In terms of the songs, the new material here is stronger than that of AASB. Firstly, the intro track ties into the album nicely, giving a hint of the main riff in "The Annals of Subterfuge". There's no 11-minute aimless instrumental, no tracks that go on longer than they ought to, and really no filler to speak of. This is a lean album, clocking in at just over 41 minutes. "The Annals of Subterfuge" destroys any of the thrashier or speedier tracks on AASB, and "Angst" pretty well trounces the previous album's material as well. Beyond those 1st 2 major songs, you get a lot of variety in a short time. "Hope Lies Beyond" is a lot of atmosphere with a little riff, and "Detox" is a major groove-fest with a heavy riff and catchy chorus. "Nude" is a mid-tempo song that echoes the band's more progressive outings with its vocal layering, interesting riff, and different melodic structure. "Pass" returns to a bit more of the groove metal sound, but with a melodic riff and more interesting presentation than most groove metal can hope to boast. Rounding out the new songs is "A Perfect Sky", which echoes the balladry on "Camelot in Smithereens" somewhat, with its somber yet buoyant melody, gentle acoustic guitar and spirited vocal from Jimmy. The cover of "Where Eagles Dare" sounds good, with its chunky guitar, Jayson giving Nicko a run for his money, and Jimmy straining a bit to hit a handful of the notes. He really does have a bit of that Bruce Dickinson vibe to his voice, and it's a wonder Deliverance hasn't done a Maiden cover before.

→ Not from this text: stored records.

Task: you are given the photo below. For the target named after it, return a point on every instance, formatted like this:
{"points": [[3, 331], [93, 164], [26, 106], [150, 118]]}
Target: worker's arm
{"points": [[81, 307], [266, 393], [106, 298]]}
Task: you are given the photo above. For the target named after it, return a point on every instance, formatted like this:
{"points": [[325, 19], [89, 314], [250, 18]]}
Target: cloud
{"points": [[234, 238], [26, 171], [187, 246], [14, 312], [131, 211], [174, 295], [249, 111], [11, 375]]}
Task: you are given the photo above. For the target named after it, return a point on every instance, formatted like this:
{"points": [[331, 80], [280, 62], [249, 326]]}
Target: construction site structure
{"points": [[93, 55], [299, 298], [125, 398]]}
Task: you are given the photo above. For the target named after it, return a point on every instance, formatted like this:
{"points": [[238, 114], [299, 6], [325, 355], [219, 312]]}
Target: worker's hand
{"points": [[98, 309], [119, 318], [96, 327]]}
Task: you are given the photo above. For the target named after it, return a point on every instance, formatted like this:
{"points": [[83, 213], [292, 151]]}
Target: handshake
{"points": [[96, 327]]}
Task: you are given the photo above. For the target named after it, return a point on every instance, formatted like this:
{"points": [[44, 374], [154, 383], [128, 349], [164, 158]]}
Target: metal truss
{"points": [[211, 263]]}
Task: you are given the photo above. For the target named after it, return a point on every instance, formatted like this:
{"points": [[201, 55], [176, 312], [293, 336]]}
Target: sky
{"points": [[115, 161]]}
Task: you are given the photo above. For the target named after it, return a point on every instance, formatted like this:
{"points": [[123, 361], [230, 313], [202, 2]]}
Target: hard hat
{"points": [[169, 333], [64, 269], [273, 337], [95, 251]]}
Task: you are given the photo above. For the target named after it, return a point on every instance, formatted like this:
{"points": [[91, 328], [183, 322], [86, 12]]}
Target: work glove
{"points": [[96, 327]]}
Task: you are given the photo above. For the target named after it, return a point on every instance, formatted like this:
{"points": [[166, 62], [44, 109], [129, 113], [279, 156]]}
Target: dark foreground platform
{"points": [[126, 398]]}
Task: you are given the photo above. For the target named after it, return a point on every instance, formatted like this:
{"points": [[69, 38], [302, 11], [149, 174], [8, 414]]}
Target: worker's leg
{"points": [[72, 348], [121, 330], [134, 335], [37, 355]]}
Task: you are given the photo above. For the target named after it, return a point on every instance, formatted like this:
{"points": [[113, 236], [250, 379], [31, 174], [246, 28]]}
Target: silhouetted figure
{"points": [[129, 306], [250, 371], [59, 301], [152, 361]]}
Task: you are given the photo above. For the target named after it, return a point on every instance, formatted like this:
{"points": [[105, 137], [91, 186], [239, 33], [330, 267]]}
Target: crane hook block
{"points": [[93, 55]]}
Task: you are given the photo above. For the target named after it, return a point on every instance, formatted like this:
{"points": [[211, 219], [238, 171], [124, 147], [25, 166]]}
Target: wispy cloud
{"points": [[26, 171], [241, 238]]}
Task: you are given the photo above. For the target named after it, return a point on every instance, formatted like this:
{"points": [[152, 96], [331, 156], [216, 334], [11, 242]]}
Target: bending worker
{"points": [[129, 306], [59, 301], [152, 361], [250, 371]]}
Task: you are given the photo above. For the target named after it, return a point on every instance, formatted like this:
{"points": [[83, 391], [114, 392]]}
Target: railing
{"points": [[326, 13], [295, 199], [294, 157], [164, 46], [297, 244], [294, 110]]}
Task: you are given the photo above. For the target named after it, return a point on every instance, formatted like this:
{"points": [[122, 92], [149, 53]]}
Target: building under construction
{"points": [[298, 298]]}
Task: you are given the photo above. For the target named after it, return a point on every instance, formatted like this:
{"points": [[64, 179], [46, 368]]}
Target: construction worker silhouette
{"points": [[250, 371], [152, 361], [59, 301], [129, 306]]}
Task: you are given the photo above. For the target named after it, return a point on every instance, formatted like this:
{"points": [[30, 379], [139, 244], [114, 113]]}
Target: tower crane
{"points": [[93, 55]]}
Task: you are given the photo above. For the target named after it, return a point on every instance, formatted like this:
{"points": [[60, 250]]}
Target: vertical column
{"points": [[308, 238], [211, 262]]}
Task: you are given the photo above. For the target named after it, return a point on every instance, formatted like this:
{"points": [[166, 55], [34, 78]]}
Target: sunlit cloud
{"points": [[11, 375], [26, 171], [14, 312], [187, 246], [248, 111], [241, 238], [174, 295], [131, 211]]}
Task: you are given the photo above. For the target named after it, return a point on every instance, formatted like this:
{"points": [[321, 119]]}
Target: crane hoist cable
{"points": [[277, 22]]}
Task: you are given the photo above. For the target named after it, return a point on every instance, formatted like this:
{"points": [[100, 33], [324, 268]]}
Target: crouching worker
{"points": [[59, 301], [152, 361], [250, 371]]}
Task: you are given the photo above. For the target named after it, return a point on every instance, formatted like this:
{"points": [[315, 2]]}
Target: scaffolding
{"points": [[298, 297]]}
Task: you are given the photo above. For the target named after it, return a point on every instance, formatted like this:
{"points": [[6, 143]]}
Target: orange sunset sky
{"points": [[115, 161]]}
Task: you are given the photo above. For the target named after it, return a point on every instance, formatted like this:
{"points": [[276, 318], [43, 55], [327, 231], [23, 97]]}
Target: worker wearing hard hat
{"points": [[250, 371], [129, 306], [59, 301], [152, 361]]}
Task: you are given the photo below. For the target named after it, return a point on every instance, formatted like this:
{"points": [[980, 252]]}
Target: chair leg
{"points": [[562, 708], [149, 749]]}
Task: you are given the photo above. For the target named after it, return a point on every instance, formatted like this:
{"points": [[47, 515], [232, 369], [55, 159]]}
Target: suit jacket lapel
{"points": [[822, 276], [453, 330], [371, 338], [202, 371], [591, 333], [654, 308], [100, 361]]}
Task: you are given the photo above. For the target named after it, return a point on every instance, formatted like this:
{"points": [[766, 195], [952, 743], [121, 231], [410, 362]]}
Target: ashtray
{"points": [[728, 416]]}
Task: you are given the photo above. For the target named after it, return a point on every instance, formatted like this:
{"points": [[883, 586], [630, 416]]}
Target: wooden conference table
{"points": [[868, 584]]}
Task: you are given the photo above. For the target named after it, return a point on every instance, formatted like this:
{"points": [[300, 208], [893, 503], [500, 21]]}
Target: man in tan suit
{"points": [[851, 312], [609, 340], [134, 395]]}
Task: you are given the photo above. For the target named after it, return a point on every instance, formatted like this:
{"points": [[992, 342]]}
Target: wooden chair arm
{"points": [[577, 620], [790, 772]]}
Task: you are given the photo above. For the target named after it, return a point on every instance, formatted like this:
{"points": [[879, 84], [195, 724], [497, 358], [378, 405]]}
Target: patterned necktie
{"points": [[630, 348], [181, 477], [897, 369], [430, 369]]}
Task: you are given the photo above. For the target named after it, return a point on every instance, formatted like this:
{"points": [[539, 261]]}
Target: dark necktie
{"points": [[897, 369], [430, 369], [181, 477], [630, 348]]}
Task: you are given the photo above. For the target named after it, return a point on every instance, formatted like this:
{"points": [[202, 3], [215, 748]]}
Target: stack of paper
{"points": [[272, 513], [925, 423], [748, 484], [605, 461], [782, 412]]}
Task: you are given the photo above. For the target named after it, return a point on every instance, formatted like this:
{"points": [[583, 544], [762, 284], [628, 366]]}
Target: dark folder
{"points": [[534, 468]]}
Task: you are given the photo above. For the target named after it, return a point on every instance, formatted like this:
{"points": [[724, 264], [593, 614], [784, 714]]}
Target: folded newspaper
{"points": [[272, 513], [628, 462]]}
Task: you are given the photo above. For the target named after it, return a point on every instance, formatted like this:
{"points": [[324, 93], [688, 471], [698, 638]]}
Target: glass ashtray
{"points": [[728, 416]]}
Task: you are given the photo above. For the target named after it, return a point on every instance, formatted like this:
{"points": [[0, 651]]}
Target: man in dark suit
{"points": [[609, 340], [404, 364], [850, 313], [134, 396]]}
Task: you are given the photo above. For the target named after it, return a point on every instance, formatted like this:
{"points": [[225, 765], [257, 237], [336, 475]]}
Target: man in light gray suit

And of course the German-language version of "Detox", "Entgiftung" is fun to listen to, especially if you don't speak German, because it's interesting to hear the lyrics of the song delivered in a different language.
If you're going to go out with a bang that leaves fans mostly satisfied but still wanting more, this is the way to do it. You're not giving them so much material to chew on that they'll be analyzing the album for years to come, but enough that they don't feel slighted that you ended on such an abrupt note. This 40+ minutes of music is just about right because it gives that retrospective look at the career with quality songs, doesn't overstay its welcome, and encourages repeat listens through memorable melodies, excellent production, and great performances. Though it's sad to see a band go when their music has been a steady companion for so long, it's nice to see it happen on the band's terms, and to go out on a high note like this. I would recommend this to all fans of Deliverance, and especially those who like the bulk of the band's catalog. Anyone else who is open minded where their metal is concerned would do well to look into the album as well.